Provided is a function you’ve seen before in A3:

# edit code style for this function
def end_chat(i):
    if 'quit' in i:o='Bye';c=False
    else:o=None;c=True      
    return o, c

…but here, it’s got particularly terrible code style. As above, edit the function for code style and add a numpy-style docstring. Its functionality will not change, but its readability and documentation will.

### BEGIN SOLUTION
def end_chat(input_string):  # better parameter name
    
    """
    Determine if the word 'quit' is in function's input
    
    Parameters
    ----------
    input_string : str
        The string to be analyzed to see if it contains the word 'quit'
        
    
    Returns
    -------
    output : str or None
        Function returns the string 'Bye' if 'quit' is in the input_string and None otherwise
    chat : bool
        Function returns False if 'quit' is in the input_string and True otherwise; controls if chat should continue
    
    """
    
    # fix indentation; better spacing around operators; improve variable names
    if 'quit' in input_string:
        output = 'Bye'
        chat = False # separate out onto two lines
    else:
        output = None
        chat = True
    
    return output, chat 
### END SOLUTION
# execute function
end_chat('I want to quit')
('Bye', False)
# execute function
# store output in two separate variables
output, chat = end_chat('I want to quit')
print(output, chat)
Bye False

Part II: Code Testing#

After editing the function above, write a test function test_get_most_common() that will test the functionality of the get_most_common function above.
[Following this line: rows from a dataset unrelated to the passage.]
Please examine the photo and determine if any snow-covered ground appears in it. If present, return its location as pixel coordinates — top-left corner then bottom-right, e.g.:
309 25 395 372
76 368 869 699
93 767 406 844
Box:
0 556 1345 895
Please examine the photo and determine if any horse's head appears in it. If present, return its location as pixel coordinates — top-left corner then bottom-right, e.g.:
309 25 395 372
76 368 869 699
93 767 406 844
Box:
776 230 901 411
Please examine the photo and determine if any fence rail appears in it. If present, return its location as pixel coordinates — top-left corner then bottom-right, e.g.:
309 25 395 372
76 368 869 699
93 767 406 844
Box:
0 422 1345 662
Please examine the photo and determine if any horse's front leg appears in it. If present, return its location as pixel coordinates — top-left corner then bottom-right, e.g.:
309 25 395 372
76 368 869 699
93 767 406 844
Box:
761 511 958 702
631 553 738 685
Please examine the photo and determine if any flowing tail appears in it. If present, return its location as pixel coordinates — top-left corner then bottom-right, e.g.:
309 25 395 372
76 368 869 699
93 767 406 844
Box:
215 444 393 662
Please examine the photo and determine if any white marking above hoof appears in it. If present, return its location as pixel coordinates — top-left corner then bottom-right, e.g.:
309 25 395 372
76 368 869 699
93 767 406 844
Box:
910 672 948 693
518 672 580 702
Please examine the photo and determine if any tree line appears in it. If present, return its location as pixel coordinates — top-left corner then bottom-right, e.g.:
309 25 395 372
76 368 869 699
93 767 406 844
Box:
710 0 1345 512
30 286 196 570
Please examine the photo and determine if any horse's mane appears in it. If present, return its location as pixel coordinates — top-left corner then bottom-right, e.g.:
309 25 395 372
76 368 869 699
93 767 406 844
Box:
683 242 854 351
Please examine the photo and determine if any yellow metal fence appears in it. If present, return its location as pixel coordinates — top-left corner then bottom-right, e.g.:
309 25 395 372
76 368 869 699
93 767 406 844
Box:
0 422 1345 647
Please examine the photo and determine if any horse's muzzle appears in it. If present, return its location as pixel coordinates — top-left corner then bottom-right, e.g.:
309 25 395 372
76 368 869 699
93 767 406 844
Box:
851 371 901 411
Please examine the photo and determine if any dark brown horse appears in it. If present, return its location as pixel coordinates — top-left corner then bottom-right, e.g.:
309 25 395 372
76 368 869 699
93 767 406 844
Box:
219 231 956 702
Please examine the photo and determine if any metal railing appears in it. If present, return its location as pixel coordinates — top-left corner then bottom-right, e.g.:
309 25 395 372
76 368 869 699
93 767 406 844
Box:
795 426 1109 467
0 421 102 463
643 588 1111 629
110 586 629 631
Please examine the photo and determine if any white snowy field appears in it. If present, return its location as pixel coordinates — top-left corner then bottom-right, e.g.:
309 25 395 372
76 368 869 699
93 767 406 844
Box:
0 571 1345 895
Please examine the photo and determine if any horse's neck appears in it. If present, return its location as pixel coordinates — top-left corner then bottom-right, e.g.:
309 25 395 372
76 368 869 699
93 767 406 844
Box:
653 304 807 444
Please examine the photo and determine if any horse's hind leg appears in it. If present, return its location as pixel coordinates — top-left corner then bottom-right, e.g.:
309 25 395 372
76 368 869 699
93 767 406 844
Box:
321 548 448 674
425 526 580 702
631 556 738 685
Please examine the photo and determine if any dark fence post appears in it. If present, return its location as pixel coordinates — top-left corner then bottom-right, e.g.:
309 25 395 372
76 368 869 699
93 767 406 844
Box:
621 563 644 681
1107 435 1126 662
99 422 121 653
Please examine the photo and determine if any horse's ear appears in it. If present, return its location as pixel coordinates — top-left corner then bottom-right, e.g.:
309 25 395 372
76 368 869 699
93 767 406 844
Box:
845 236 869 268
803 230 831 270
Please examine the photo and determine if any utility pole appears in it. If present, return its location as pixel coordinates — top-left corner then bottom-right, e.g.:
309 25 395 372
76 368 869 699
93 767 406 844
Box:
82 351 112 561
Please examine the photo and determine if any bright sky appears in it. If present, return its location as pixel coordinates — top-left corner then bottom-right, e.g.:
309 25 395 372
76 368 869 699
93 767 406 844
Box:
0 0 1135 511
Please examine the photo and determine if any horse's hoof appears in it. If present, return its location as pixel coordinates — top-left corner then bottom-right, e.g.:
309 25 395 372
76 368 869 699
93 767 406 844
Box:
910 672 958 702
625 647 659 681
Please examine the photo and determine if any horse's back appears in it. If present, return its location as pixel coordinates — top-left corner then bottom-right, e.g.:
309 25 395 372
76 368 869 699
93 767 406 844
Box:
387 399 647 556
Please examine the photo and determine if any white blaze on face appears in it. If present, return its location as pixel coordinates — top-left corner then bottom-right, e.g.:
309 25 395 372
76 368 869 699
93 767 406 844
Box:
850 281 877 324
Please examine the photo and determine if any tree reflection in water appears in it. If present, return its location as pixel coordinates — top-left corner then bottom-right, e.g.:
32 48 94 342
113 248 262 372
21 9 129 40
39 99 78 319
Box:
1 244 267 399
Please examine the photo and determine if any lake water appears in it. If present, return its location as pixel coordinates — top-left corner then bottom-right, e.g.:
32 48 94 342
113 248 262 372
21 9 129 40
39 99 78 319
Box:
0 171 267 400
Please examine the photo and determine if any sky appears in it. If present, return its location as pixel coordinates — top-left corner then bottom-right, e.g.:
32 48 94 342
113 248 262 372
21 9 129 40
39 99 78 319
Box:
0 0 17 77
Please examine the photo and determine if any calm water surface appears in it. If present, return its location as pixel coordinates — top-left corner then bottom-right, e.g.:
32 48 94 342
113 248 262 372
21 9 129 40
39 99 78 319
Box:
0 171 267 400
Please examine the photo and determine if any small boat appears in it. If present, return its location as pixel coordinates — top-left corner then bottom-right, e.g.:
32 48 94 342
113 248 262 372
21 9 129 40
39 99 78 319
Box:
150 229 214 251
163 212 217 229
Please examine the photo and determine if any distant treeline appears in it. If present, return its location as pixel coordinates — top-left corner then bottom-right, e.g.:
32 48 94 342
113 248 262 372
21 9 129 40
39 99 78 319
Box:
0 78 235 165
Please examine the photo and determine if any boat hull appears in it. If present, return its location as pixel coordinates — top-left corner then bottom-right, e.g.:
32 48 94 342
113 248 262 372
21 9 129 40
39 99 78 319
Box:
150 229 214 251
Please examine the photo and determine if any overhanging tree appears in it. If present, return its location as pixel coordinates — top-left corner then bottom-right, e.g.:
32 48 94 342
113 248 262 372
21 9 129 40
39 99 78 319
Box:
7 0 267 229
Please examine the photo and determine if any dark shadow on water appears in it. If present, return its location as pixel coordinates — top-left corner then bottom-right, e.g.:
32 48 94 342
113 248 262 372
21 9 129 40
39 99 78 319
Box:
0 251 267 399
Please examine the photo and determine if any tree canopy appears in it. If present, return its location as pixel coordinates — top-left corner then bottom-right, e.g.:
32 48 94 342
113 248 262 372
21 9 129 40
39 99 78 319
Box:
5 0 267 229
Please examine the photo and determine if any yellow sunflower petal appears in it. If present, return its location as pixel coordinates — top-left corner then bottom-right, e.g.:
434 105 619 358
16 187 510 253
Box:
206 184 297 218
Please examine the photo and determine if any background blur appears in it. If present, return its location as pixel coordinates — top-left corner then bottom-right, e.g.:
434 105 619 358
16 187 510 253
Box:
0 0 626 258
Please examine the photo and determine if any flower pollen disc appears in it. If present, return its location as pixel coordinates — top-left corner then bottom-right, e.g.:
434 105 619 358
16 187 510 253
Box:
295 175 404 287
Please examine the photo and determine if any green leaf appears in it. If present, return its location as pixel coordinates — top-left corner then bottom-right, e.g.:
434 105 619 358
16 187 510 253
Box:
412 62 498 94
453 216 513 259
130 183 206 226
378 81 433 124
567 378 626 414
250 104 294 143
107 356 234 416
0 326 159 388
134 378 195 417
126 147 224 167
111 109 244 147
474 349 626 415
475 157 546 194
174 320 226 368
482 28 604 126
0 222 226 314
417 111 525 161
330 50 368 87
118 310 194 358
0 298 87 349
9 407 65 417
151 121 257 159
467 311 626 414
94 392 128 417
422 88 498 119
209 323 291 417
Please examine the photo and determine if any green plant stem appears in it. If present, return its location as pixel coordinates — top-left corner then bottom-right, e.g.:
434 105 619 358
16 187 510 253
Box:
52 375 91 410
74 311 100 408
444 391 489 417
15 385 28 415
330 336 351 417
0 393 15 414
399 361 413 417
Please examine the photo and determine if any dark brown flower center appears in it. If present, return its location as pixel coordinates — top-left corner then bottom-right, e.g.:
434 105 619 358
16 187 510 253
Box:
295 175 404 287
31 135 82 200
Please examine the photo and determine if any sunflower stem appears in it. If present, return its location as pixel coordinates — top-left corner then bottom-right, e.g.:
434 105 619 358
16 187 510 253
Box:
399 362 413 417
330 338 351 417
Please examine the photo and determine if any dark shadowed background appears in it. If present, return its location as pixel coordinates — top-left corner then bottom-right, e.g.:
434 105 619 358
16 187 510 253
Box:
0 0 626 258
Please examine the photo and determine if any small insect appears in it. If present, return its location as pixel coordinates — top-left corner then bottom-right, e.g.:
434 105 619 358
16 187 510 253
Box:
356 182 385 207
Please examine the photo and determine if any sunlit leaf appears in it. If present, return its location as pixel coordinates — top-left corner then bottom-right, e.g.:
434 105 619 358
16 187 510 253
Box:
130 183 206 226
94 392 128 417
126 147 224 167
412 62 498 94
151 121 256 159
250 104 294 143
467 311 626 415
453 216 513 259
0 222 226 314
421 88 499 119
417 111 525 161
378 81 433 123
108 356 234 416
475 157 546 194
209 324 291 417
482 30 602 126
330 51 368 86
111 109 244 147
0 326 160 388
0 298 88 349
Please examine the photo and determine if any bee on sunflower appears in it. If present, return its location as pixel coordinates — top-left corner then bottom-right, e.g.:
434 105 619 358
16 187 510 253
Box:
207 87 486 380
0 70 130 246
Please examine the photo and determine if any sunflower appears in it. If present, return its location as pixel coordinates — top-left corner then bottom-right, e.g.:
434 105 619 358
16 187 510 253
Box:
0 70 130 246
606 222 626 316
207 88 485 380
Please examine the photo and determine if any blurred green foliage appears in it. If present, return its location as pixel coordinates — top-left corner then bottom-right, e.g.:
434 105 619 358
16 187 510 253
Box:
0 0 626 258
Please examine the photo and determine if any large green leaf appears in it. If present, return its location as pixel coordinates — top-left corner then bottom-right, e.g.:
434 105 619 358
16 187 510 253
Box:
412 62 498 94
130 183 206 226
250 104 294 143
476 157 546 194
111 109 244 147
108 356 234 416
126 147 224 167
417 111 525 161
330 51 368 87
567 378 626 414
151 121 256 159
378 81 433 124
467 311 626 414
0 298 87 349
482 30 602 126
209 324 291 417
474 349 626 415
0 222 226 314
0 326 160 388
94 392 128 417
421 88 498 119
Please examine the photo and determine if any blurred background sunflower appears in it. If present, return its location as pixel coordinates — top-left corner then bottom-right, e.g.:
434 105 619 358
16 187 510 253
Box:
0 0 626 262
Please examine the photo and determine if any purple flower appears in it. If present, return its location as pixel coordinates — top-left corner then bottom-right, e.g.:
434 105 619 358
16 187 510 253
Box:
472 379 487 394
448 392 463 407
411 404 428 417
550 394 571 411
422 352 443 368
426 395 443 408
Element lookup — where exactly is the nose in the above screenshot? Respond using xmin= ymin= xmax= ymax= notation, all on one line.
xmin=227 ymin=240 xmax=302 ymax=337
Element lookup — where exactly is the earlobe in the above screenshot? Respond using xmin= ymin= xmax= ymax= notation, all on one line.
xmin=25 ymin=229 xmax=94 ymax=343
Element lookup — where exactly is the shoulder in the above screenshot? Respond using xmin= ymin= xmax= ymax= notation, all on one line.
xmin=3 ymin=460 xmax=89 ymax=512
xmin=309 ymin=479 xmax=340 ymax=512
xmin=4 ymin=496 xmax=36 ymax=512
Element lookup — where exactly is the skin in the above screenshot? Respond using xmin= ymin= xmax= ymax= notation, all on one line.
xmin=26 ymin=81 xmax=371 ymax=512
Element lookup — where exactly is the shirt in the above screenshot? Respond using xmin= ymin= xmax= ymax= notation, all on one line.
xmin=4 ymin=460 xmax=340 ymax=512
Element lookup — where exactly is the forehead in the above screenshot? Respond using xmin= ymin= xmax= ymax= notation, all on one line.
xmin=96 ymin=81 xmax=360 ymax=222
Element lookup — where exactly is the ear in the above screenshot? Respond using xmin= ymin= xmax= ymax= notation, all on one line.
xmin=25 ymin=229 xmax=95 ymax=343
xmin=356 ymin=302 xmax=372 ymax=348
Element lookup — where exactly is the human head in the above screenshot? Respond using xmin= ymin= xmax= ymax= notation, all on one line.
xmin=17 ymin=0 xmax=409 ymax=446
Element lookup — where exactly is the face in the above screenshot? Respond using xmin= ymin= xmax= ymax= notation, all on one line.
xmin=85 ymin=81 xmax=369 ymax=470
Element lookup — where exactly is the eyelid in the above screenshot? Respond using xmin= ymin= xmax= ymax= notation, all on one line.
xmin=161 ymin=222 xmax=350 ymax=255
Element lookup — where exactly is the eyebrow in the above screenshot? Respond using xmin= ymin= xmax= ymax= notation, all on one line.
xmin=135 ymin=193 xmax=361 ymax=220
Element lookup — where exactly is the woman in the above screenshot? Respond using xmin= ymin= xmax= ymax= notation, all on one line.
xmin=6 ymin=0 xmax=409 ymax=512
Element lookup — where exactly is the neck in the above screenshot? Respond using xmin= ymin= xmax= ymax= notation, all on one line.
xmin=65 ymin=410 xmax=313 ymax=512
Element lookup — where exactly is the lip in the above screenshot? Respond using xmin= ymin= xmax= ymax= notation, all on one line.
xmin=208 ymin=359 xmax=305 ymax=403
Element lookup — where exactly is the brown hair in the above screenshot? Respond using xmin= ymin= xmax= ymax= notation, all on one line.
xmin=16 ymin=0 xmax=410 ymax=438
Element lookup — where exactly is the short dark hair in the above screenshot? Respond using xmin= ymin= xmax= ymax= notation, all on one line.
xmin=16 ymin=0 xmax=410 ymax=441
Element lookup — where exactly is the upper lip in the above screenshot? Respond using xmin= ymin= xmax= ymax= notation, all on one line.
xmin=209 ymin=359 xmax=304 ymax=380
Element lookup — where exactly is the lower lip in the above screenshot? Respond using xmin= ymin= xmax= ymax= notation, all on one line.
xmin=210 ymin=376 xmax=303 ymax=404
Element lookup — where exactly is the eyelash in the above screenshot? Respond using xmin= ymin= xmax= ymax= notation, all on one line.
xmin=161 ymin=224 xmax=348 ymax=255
Note: you’ll likely need to create a dummy dataframe within the function

### BEGIN SOLUTION
def test_get_most_common():
    # create data frame for testing
    test_df = pd.DataFrame({'col1': ['a', 'b', 'b'], 
                            'col2': [3, 4, 5]}) 
    
    # execute function
    out = get_most_common(test_df, 'col1')
    
    # add assert statements that test function
    assert callable(get_most_common)
    assert isinstance(out, tuple)
    assert out == ('b', 2)
### END SOLUTION
# should pass silently
# when you execute test
test_get_most_common()
# call test function
out = test_get_most_common()
# out should store none if passes silently
assert out == None

The End!#

This is the end of this Coding Lab!

Be sure you’ve made a concerted effort to complete all the tasks specified in this lab. Then, go ahead and submit on datahub!

This “blank” cell included intentionally. Do not do anything here. (It’s being used in grading.)